Reform der Elektroschrott-Richtlinie bleib trotz Fortschritten hinter Erwartungen zurück
Weitblick-Bild: 02/12_Schrott sei Dank!?

Verwertungsanlage für Elektronikschrott in Lünen. Foto: PR Aurubis

Am 13. August 2012 ist die Neufassung der europäischen Elektro- und Elektronik-Altgeräte-Richtlinie, der so genannten WEEE-Richtlinie (2012/19/EU) in Kraft getreten. Die Neufassung soll vor allem die Sammelmengen von Elektroaltgeräten und die Recycling- und Wiederverwendungsquoten steigern sowie den illegalen Export eindämmen. Bis zum 14. Februar 2014 sind die EU-Mitgliedstaaten verpflichtet, die Neuerungen in nationales Recht umzusetzen. In Deutschland betrifft das vor allem das Elektro- und Elektronikgerätegesetz.

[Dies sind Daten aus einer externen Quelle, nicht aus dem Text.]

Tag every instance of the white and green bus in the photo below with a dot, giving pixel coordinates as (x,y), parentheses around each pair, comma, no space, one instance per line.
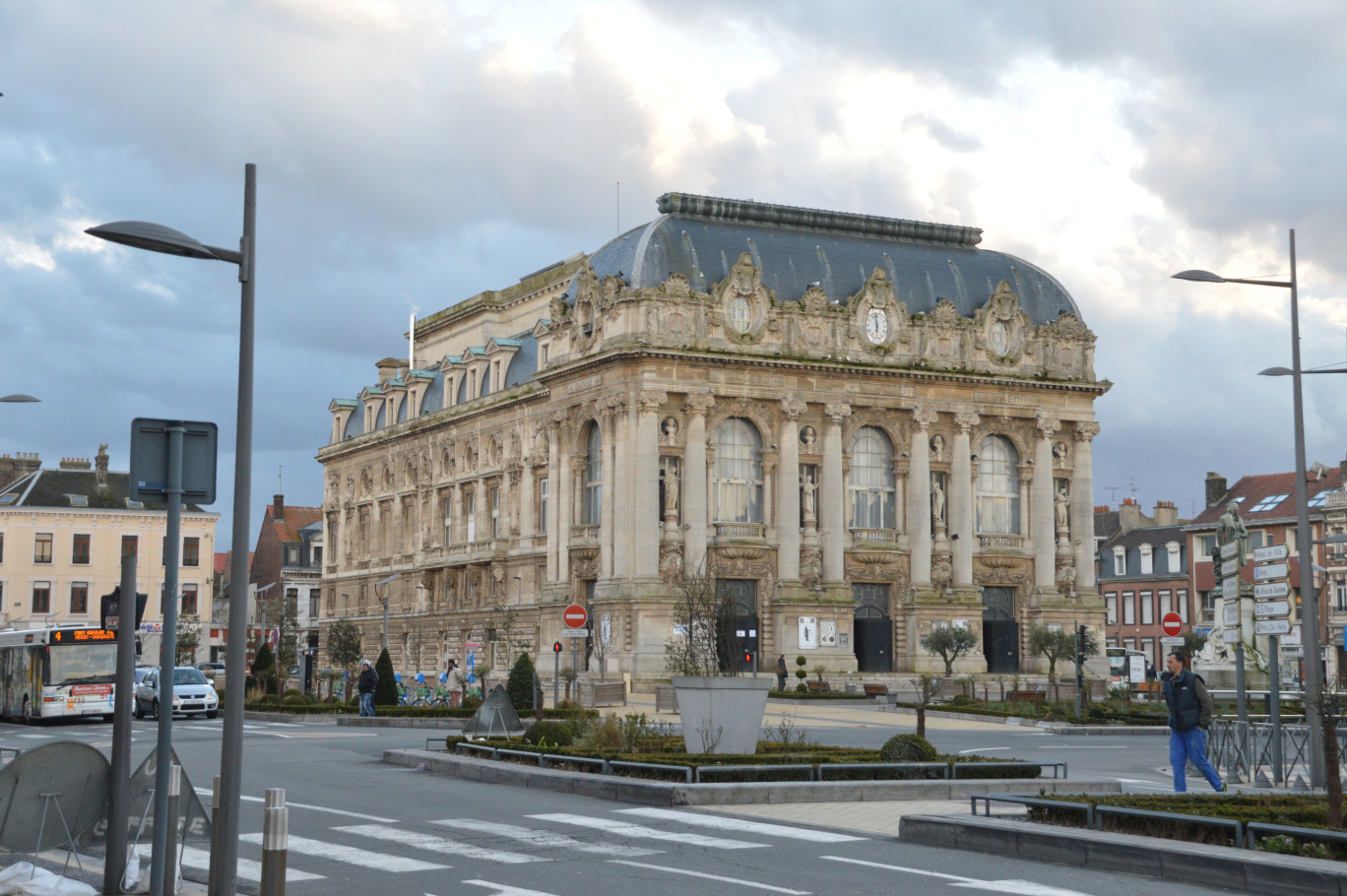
(57,672)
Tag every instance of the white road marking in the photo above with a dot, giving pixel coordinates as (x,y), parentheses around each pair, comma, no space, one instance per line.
(640,832)
(248,869)
(741,825)
(352,856)
(501,889)
(545,838)
(441,844)
(1017,887)
(717,877)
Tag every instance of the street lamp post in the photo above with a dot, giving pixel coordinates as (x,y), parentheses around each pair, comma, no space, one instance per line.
(224,856)
(1304,538)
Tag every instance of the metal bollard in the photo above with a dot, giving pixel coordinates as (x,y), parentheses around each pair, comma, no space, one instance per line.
(275,834)
(170,878)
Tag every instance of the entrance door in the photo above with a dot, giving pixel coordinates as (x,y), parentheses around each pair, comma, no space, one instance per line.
(871,627)
(999,631)
(738,627)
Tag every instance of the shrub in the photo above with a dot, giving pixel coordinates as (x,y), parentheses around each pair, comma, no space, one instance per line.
(555,734)
(385,691)
(908,748)
(519,687)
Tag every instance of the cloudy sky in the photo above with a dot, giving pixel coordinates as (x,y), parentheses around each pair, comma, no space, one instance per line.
(414,153)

Die erste Fassung der WEEE-Richtlinie stammt aus dem Jahr 2003. Doch nach wie vor wird nur ungefähr ein Drittel der etwa neun Millionen Tonnen Elektro- und Elektronikgeräte, die jährlich im EU-Raum anfallen, offiziell recycelt. Ein Grund für den geringen Rücklauf und den damit verbundenen Materialverlust ist, dass ein Großteil der Altgeräte auf Abwege gelangt, vor allem in den illegalen Export.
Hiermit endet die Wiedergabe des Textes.